First Nordic Metals Closes Oversubscribed C$15.4 Million LIFE Offering of Units

/ NOT FOR DISTRIBUTION TO UNITED STATES NEWSWIRE SERVICES OR FOR DISSEMINATION IN THE UNITED STATES /

TORONTO, July 31, 2025 /CNW/ – First Nordic Metals Corp. (the “Company“) (TSX.V: FNM) (FNSE: FNMC-SDB) (OTCQB: FNMCF) (FRA: HEG0) is pleased to announce that it has closed its previously announced “best efforts” financing (the “Offering“) for aggregate gross proceeds of C$15,422,010, including the exercise in full of the option granted to the Agents (as defined below) (as more particularly described in the news release of the Company dated July 10, 2025).

The Offering consisted of the issuance and sale of 41,681,110 units of the Company (the “Units“) at a price per Unit of C$0.37 (the “Issue Price“) on a prospectus-exempt basis pursuant to the ‘listed issuer financing exemption’ under Part 5A of National Instrument 45-106 – Prospectus Exemptions, as modified by Coordinated Blanket Order 45-935 Exemptions from Certain Conditions of the Listed Issuer Financing Exemption of the Canadian Securities Administrators (together, the “LIFE Exemption“).

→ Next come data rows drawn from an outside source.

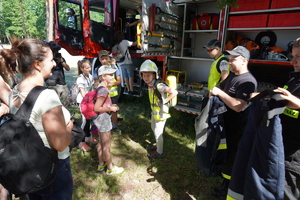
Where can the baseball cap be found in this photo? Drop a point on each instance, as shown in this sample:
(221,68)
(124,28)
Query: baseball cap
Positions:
(213,43)
(106,69)
(54,46)
(239,51)
(103,53)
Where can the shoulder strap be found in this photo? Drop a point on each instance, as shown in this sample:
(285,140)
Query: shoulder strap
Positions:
(219,61)
(268,93)
(26,107)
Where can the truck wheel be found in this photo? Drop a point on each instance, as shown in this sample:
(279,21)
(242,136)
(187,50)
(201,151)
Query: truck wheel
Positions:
(261,86)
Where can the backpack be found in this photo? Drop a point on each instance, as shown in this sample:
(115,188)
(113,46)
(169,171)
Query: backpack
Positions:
(26,164)
(118,54)
(73,93)
(173,112)
(88,103)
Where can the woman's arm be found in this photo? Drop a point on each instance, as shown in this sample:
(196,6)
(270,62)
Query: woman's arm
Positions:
(59,134)
(294,102)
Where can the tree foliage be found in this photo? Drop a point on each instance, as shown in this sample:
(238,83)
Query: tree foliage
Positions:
(34,18)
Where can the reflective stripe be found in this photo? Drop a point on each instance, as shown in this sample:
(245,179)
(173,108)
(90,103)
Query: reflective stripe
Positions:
(113,90)
(291,113)
(231,195)
(226,176)
(158,113)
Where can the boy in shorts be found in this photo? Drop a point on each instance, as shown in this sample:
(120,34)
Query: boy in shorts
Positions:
(104,106)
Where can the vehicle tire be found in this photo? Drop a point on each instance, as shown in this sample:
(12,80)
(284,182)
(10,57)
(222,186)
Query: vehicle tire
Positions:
(261,86)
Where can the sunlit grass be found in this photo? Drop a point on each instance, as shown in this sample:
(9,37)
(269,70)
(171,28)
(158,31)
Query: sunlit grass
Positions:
(174,177)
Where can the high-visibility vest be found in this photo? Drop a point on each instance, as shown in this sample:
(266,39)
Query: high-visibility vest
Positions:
(159,111)
(113,90)
(214,75)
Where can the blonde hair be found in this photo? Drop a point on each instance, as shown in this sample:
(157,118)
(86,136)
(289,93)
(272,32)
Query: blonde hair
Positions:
(81,64)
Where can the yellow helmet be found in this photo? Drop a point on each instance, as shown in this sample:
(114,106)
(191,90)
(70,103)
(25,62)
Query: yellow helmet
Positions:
(149,66)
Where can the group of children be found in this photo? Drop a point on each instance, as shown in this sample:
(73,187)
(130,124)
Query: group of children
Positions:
(106,105)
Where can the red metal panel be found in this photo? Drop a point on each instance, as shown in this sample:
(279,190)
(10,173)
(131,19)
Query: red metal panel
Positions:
(245,5)
(284,4)
(248,21)
(284,20)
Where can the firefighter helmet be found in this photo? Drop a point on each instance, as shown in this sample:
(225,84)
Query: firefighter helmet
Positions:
(149,66)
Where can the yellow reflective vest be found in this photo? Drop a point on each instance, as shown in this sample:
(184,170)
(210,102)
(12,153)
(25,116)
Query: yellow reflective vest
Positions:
(159,111)
(214,75)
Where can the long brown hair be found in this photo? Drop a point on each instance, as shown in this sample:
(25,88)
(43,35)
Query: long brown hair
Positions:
(8,64)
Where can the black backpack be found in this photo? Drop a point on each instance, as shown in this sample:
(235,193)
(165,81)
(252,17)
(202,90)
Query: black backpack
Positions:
(26,164)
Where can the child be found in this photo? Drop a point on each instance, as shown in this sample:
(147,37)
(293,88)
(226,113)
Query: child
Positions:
(85,82)
(160,111)
(104,106)
(113,88)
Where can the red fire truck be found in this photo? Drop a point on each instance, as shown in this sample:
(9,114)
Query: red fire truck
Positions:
(174,32)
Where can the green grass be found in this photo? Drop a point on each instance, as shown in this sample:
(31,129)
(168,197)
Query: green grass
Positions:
(173,177)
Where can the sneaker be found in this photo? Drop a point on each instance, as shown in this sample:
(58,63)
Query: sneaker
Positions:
(155,155)
(153,148)
(91,140)
(83,146)
(114,170)
(119,119)
(101,167)
(116,129)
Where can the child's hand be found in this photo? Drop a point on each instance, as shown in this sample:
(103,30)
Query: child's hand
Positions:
(114,108)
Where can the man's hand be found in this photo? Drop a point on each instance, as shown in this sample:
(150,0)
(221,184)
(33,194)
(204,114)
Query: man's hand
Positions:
(215,91)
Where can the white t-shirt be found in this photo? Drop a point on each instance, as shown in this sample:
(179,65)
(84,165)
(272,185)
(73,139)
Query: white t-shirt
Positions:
(83,82)
(124,47)
(47,100)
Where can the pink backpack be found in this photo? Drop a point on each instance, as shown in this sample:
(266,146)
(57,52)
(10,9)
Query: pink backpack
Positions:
(87,104)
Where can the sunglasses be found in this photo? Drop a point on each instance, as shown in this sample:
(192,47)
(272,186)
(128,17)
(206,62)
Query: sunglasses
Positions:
(210,50)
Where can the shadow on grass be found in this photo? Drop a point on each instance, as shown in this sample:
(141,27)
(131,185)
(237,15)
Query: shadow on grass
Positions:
(176,172)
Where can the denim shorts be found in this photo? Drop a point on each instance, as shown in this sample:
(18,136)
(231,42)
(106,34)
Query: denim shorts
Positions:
(127,70)
(61,188)
(103,122)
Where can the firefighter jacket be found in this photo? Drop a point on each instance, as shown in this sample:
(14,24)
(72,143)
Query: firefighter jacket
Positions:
(291,125)
(258,170)
(160,111)
(214,73)
(211,138)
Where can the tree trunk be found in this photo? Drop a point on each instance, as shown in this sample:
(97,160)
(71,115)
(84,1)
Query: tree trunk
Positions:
(23,20)
(49,20)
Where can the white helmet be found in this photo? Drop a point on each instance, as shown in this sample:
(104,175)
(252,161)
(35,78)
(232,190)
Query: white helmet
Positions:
(149,66)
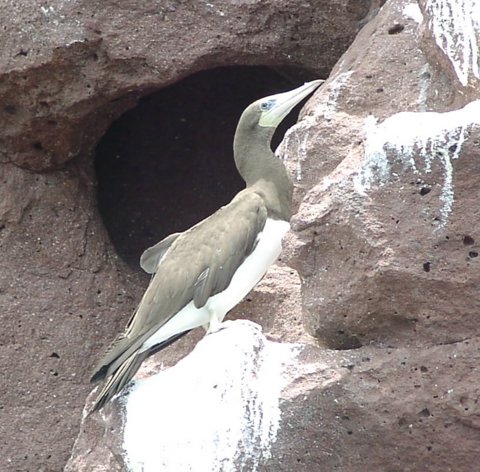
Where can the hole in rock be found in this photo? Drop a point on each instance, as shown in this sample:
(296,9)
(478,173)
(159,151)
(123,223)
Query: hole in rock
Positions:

The Offering was led by Haywood Securities Inc. (“Haywood“), as co-lead agent and sole bookrunner, alongside Ventum Financial Corp. (“Ventum“) as co-lead agent, for and on behalf of a syndicate of agents including Research Capital Corporation, H&P Advisory Limited, Red Cloud Securities Inc., and Roth Canada, Inc. (together with Haywood and Ventum, the “Agents“).

Each Unit consists of one common share in the capital of the Company (a “Common Share“) and one-half of one common share purchase warrant of the Company (each whole purchase warrant, a “Warrant“). Each Warrant entitles the holder thereof to acquire one Common Share (a “Warrant Share“) at a price per Warrant Share of C$0.55 for a period of 24 months from the closing date of the Offering. The expiry date of the Warrants may be accelerated by the Company at any time following the closing date of the Offering and prior to the expiry date of the Warrants if the volume-weighted average trading price of the Common Shares on the TSX Venture Exchange (the “Exchange“) is greater than C$0.75 for any 20 consecutive trading days (the “Acceleration Right“). If the Acceleration Right is triggered, the Warrants will expire on the 20th calendar day after the date the Company provides written notice to the holders of Warrants.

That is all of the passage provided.